Enfin. L'Unité permanente anticorruption a posé hier son premier geste spectaculaire en frappant à Mascouche, avec des perquisitions, 15 mises en arrestation, dont le maintenant très célèbre roi de la construction Tony Accurso, et 46 chefs d'accusation.

Ce coup d'éclat va certainement réduire les pressions qui se multipliaient sur l'UPAC, dont on déplorait la lenteur à agir. Mais il n'est pas pleinement satisfaisant, d'abord parce que cette opération policière ne nous apprend rien. Elle ne fait que porter des accusations contre des gens qui avaient déjà été identifiés par les médias.

Ensuite, parce que l'UPAC ne peut pas encore crier victoire. S'il a fallu tant de temps avant qu'elle porte des accusations, c'est essentiellement en raison de la difficulté d'obtenir des preuves solides lorsqu'il s'agit d'activités par définition opaques. N'oublions pas que les 14 personnes arrêtées hier sont innocentes jusqu'à preuve du contraire. La mesure du succès, dans ces dossiers, ne se mesurera pas aux arrestations, mais bien aux condamnations.

Il faut aussi noter, et c'est une autre source de malaise, qu'il y a un écart entre l'orientation qu'a prise le débat public et les informations factuelles dont on dispose. Dans l'opinion publique, la corruption dans la construction est largement associée au gouvernement libéral, un symbole qui sert de cri de ralliement à ses opposants.
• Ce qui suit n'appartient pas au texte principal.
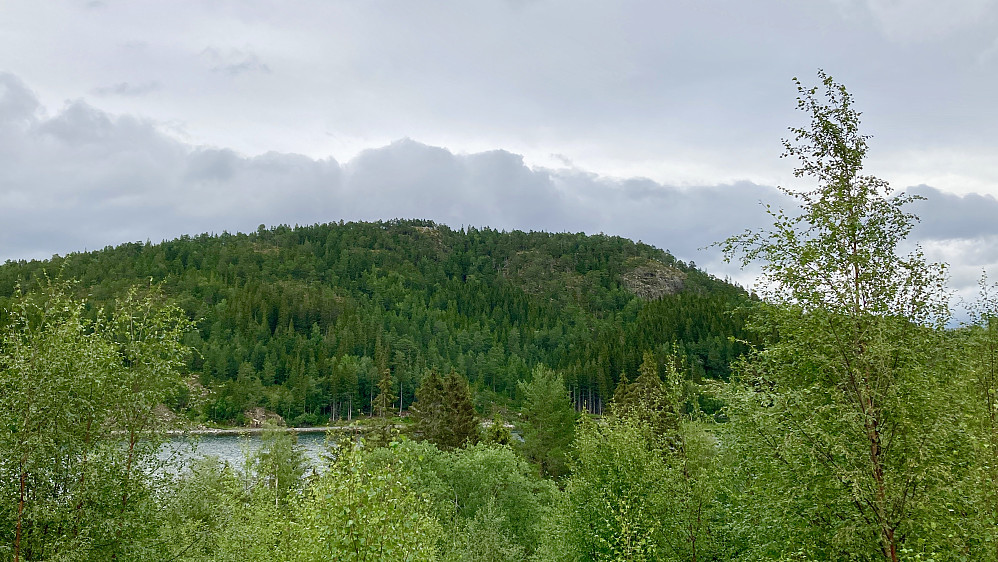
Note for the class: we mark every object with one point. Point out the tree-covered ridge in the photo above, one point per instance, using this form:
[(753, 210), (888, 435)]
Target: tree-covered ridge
[(304, 320)]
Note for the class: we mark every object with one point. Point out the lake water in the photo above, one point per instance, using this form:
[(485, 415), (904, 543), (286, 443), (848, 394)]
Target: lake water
[(233, 449)]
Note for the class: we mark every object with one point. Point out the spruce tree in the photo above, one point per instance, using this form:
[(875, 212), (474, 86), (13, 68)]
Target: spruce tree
[(428, 409), (460, 420)]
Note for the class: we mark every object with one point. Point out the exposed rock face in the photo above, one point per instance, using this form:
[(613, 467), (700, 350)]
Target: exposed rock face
[(652, 279)]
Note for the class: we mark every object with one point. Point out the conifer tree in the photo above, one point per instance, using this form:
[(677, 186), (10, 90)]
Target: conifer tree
[(428, 409), (461, 422), (383, 404)]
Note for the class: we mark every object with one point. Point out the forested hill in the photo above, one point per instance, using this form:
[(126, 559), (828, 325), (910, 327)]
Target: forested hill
[(301, 320)]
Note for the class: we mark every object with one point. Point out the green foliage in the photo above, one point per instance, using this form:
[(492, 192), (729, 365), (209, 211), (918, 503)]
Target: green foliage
[(214, 513), (77, 434), (279, 463), (846, 411), (548, 422), (496, 432), (482, 495), (303, 321), (444, 411), (461, 422), (352, 512)]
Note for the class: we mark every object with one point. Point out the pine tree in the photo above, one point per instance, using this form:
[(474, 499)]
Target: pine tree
[(460, 421), (383, 404), (428, 409)]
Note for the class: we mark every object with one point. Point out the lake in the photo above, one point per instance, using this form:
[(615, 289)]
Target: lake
[(233, 449)]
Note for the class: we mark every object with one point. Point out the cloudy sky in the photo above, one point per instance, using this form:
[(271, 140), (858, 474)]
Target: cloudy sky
[(655, 120)]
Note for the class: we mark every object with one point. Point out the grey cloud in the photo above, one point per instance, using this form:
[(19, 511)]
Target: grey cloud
[(18, 104), (128, 90), (234, 62), (946, 216), (83, 178)]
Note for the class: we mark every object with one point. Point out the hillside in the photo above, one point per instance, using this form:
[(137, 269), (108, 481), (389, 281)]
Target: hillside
[(300, 320)]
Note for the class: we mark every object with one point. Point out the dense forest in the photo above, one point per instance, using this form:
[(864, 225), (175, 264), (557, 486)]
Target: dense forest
[(570, 398), (302, 321)]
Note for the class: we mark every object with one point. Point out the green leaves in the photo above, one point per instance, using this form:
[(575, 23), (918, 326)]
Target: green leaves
[(76, 401), (846, 407)]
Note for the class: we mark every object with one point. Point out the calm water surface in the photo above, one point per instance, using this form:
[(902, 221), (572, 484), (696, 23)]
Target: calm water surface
[(233, 449)]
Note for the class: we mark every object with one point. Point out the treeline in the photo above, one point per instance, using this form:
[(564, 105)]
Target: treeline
[(304, 320)]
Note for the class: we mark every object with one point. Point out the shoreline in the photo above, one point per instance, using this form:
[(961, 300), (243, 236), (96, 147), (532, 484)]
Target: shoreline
[(259, 430)]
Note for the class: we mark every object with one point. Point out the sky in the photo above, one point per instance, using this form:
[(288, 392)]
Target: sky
[(659, 121)]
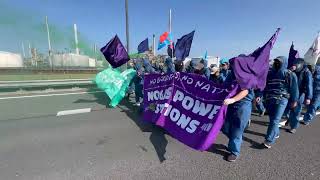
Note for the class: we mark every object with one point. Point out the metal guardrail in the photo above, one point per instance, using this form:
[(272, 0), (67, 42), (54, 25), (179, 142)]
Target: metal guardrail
[(5, 85)]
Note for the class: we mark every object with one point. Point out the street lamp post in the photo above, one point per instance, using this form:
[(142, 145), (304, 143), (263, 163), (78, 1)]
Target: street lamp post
[(127, 29)]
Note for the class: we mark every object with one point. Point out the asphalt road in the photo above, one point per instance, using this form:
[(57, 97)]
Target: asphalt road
[(117, 144)]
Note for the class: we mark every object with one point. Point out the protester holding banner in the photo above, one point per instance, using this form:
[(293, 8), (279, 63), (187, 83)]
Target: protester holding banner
[(147, 66), (315, 103), (224, 69), (191, 67), (281, 86), (259, 103), (179, 66), (202, 69), (305, 83), (169, 65), (138, 82), (214, 74)]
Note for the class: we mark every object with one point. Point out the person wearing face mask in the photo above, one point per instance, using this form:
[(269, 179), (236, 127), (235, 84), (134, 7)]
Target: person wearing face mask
[(305, 84), (281, 86), (315, 102), (202, 69), (224, 70), (169, 66)]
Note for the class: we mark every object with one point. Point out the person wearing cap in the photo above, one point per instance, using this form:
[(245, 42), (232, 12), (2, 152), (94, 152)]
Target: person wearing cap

Une association que le premier ministre Charest a lui-même nourrie par son refus de tenir une enquête sur la question.

Mais sur le terrain, la plupart des révélations depuis deux ans ne portent pas sur la politique provinciale, mais sur la politique municipale - Mascouche, Boisbriand, ou encore Montréal et le scandale des compteurs d'eau - ou sur les pratiques syndicales - les liens entre la FTQ et Tony Accurso.

Est-ce à dire que le gouvernement provincial, peu importe qui le dirige, est au dessus de tout soupçon? Évidemment pas. Et il y aura une commission pour nous éclairer. La réticence des libéraux à la déclencher semble d'ailleurs indiquer qu'ils craignent d'être éclaboussés. Il y a d'ailleurs un organisateur libéral, Louis-Georges Boudreault, parmi les personnes arrêtées hier.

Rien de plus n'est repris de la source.